Personal information
- Full name: David Wittey
- Born: 10 April 1966 (age 60)
- Original team: Old Brighton Grammarians
- Draft: No. 16, 1989 pre-season draft
- Height: 193 cm (6 ft 4 in)
- Weight: 82 kg (181 lb)

Playing career^{1}
- Years: Club / Games (Goals)
- 1986–1987: St Kilda / 24 (0)
- 1990: Sydney Swans / 1 (0)
- Total:  / 25 (0)
- ^{1} Playing statistics correct to the end of 1990.

= David Wittey =

Australian rules footballer

David Wittey (born 10 April 1966) is a former Australian rules footballer who played with St Kilda and the Sydney Swans in the Victorian/Australian Football League (VFL/AFL).
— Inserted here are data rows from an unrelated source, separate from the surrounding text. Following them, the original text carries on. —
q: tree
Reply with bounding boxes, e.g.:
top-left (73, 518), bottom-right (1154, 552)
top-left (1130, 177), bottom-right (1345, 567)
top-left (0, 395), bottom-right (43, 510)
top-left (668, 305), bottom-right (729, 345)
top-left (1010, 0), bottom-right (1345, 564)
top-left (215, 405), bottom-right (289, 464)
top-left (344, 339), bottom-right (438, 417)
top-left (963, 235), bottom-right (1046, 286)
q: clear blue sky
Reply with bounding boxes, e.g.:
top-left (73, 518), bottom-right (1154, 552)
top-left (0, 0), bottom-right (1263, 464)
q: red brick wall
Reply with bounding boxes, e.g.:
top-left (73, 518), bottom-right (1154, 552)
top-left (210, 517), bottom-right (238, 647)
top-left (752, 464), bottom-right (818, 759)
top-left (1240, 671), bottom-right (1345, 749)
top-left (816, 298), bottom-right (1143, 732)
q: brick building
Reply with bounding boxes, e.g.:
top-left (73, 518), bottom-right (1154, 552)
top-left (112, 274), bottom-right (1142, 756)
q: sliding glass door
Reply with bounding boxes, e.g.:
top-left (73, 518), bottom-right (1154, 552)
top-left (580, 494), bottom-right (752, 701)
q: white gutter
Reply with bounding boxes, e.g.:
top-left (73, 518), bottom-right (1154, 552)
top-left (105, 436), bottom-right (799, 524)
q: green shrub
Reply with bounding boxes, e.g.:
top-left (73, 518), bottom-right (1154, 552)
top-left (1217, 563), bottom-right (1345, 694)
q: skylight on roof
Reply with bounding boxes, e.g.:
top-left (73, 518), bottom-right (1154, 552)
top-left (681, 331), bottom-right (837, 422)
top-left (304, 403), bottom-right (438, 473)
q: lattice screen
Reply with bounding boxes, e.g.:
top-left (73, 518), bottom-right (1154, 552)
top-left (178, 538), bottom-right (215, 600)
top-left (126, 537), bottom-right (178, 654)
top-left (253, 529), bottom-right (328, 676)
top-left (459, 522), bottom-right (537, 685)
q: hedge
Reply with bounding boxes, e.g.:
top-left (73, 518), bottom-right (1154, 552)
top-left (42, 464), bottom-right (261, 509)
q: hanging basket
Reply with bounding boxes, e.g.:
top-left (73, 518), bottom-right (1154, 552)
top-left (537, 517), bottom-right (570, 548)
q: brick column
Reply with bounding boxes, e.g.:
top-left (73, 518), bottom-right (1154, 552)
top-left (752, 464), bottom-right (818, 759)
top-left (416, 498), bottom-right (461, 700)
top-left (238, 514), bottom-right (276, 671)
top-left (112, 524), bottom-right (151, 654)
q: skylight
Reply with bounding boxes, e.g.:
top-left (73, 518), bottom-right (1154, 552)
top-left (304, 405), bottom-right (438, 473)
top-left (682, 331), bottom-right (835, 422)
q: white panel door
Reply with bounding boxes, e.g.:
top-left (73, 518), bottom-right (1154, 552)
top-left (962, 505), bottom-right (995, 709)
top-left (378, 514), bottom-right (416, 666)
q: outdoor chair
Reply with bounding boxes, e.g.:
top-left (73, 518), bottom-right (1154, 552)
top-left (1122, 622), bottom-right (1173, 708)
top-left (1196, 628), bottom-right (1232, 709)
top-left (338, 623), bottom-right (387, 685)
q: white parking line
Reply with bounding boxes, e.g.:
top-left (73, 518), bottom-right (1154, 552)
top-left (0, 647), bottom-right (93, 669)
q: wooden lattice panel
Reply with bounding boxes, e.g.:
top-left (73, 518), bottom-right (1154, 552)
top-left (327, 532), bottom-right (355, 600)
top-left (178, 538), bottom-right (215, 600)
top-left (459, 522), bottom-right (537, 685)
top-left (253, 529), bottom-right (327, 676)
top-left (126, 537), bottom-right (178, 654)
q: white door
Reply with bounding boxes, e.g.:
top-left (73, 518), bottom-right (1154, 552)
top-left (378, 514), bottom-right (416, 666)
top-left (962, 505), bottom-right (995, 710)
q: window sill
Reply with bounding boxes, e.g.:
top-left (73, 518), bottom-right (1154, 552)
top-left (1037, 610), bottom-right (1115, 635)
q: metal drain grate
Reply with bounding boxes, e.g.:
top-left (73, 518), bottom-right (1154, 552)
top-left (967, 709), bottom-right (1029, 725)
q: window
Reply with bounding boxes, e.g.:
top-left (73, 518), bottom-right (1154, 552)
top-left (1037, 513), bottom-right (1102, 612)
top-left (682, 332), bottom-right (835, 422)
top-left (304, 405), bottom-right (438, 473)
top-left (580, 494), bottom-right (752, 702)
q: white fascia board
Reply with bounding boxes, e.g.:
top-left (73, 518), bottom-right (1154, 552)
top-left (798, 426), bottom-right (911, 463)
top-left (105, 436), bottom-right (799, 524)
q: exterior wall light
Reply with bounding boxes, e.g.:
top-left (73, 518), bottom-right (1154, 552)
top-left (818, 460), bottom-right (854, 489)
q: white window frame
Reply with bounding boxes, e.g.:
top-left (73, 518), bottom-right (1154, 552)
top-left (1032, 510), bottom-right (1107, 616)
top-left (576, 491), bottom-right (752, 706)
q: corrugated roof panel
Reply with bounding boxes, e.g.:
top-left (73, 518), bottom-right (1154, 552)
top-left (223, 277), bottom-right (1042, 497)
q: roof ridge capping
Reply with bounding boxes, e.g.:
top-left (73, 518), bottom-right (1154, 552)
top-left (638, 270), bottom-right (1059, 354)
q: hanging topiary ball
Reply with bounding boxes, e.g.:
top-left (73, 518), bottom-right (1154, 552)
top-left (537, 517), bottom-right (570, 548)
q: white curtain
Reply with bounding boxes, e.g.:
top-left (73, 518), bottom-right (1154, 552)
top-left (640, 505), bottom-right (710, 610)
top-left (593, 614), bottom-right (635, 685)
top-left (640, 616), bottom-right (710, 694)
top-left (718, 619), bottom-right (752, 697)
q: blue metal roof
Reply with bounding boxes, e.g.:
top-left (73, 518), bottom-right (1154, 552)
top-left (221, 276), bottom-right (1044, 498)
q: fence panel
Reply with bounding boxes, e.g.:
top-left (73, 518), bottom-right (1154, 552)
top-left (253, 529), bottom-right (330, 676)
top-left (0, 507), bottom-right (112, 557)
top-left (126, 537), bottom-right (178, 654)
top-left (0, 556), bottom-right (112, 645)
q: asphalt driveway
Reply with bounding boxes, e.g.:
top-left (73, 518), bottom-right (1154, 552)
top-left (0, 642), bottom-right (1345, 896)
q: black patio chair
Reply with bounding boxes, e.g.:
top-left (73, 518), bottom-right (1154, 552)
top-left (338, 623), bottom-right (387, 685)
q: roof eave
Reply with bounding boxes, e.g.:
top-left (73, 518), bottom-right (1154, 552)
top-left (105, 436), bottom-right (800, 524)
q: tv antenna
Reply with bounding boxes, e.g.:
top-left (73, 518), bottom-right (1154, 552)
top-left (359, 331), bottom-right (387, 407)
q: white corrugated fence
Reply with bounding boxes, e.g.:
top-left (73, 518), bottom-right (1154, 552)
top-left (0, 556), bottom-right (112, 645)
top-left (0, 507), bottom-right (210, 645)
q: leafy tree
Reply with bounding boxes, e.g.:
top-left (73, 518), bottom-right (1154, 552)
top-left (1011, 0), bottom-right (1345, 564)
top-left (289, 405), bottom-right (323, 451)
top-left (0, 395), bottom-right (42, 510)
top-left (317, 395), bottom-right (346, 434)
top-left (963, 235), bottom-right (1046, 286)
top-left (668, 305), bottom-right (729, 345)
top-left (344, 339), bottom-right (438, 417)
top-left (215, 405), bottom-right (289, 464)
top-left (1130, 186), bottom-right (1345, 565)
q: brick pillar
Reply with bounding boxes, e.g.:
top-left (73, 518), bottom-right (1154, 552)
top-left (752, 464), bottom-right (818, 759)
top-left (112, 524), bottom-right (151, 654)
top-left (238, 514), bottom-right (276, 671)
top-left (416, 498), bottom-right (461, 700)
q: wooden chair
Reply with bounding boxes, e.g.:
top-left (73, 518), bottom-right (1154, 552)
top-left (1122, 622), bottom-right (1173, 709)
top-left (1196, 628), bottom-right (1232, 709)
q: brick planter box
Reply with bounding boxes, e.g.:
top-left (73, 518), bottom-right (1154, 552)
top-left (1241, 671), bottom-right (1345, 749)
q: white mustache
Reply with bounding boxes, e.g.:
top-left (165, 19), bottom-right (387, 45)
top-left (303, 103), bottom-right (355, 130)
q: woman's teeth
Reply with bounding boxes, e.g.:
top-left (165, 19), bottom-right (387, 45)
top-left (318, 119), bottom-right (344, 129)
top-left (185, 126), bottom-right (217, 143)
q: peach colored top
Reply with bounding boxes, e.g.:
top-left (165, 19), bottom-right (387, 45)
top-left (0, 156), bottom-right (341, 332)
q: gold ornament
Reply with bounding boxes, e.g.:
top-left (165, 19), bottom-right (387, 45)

Wittey, a half back from Old Brighton Grammarians, made his debut in the opening round of the 1986 VFL season against Footscray and had 17 disposals. He went on to appear in St Kilda's first 15 games of the year before losing his place in the side. In the 1987 pre-season, Wittey was involved in an incident with teammate Tony Lockett during a practice match. Wittey was struck with a round-arm punch to the head from Lockett and the full-forward was reported by the goal umpire.

Wittey was selected by the Brisbane Bears in the 1989 Pre-season Draft but did not play a senior game for the club. The following season he was drafted by Sydney and made his only appearance in round 11 of the 1990 AFL season.